June 12th, 2021 | Updated on June 25th, 2022
Primary, secondary, and tertiary (or enhanced) recovery are three distinct stages of crude oil development and production in US oil reservoirs.
During the primary recovery process, the reservoir’s natural pressure or gravity forces oil into the wellbore, which is then brought to the surface using artificial lift methods (such as pumps).
However, during primary recovery, only approximately 10% of a reservoir’s initial oil in place is usually obtained.
Secondary recovery procedures mainly include pumping water or gas into a field to displace oil and push it to a production wellbore, resulting in the recovery of 20 to 40% of the available oil.
With most of the easy-to-produce oil already extracted from US oil fields, producers have tried several tertiary or enhanced oil recovery (EOR) methods with the potential to recover about 30 to 60 percent or even more from the residual oil zones (ROZs). To varying degrees, three key types of EOR have been proven to be commercially viable:
- Thermal Recovery: includes injecting the heat into the reservoir, in the form of steam, to reduce the viscosity, or thin, the heavy viscous oil, and enhance its ability to flow through. Thermal approaches account for more than 40% of EOR generation in the United States, especially in California.

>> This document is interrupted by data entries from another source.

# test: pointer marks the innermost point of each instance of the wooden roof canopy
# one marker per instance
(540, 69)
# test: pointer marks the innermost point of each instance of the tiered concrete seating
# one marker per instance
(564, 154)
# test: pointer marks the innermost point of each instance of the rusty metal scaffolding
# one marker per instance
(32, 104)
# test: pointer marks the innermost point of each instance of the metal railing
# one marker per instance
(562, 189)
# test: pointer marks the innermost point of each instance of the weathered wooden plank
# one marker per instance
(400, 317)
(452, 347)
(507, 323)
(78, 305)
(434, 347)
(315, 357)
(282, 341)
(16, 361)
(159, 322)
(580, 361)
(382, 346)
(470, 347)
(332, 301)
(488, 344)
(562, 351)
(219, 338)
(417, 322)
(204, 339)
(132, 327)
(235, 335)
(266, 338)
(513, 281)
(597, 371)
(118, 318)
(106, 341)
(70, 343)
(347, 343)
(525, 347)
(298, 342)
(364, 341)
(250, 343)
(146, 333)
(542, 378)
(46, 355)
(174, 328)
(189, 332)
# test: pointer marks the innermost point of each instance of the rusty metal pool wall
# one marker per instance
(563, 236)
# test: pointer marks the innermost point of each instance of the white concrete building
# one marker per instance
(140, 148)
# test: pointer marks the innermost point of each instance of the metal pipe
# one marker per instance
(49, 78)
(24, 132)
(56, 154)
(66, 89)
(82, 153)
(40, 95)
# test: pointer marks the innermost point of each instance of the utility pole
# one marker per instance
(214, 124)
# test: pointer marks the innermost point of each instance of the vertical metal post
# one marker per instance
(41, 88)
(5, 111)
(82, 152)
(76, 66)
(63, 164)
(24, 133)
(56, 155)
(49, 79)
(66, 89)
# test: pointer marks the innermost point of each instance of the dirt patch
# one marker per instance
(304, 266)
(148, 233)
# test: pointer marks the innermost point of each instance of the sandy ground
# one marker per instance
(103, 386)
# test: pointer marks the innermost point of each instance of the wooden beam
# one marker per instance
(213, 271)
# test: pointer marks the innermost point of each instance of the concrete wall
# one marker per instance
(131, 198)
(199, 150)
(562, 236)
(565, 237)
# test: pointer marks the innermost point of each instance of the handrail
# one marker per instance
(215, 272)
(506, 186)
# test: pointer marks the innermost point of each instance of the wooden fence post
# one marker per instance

- Gas Injection: employs gases that expand in a reservoir, such as natural gas, nitrogen, or carbon dioxide (CO2), to push more oil to a production wellbore or other gases that dissolve in the oil to decrease its viscosity and enhance its flow rate. In the United States, gas injection contributes to roughly 60% of EOR output.

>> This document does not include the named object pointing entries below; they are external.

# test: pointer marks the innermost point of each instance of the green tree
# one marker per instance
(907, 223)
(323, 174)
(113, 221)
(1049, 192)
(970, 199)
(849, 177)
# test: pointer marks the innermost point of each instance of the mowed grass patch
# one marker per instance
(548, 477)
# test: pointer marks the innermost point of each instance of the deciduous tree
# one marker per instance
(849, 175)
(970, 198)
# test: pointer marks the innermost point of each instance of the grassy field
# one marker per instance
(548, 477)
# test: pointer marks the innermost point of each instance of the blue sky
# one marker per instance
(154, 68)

- Chemical Injection: Long-chained molecules called polymers are used to improve the efficacy of waterfloods. At the same time, detergent-like surfactants are utilized to lower the surface tension that inhibits oil droplets from flowing through a reservoir. Chemical approaches account for around 1% of EOR generation in the United States.
How CO2 Injection Increases Oil Production
Co2 injection, also known as CO2 flooding, is injecting carbon dioxide into oil reservoirs to enhance the amount of oil produced and has been a common oil recovery method in the Permian Basin, where it was first tested in 1972.
Although more research work is going on, the continued application of CO2-EOR in the Permian region influenced by the availability of CO2 in the region has seen many successful recovery projects.
Carbon dioxide flooding is an excellent tertiary recovery technique when a reservoir’s pressure has been decreased by primary and secondary output.
It’s very effective in reservoirs deeper than 2,500 feet, whereby CO 2 will be supercritical, the API oil gravity will be greater than 22–25 degrees, and the residual oil saturation will be higher than 20%.
Carbon dioxide flooding is not impacted by the reservoir’s geology but rather by its porosity and permeability, making it feasible in sandstone and carbonate reservoirs.
The process follows the principle that The viscosity of any hydrocarbon will be lowered by pumping CO2 into the reservoir, making it easier to flow to the production well.
The initial stage in CO2 flooding is to inject water into the reservoir, which causes the reservoir pressure to rise.
After the reservoir has reached the desired pressure, the CO2 is pumped down via the same injection wells. CO2 gas is injected into the reservoir in order to make contact with the oil.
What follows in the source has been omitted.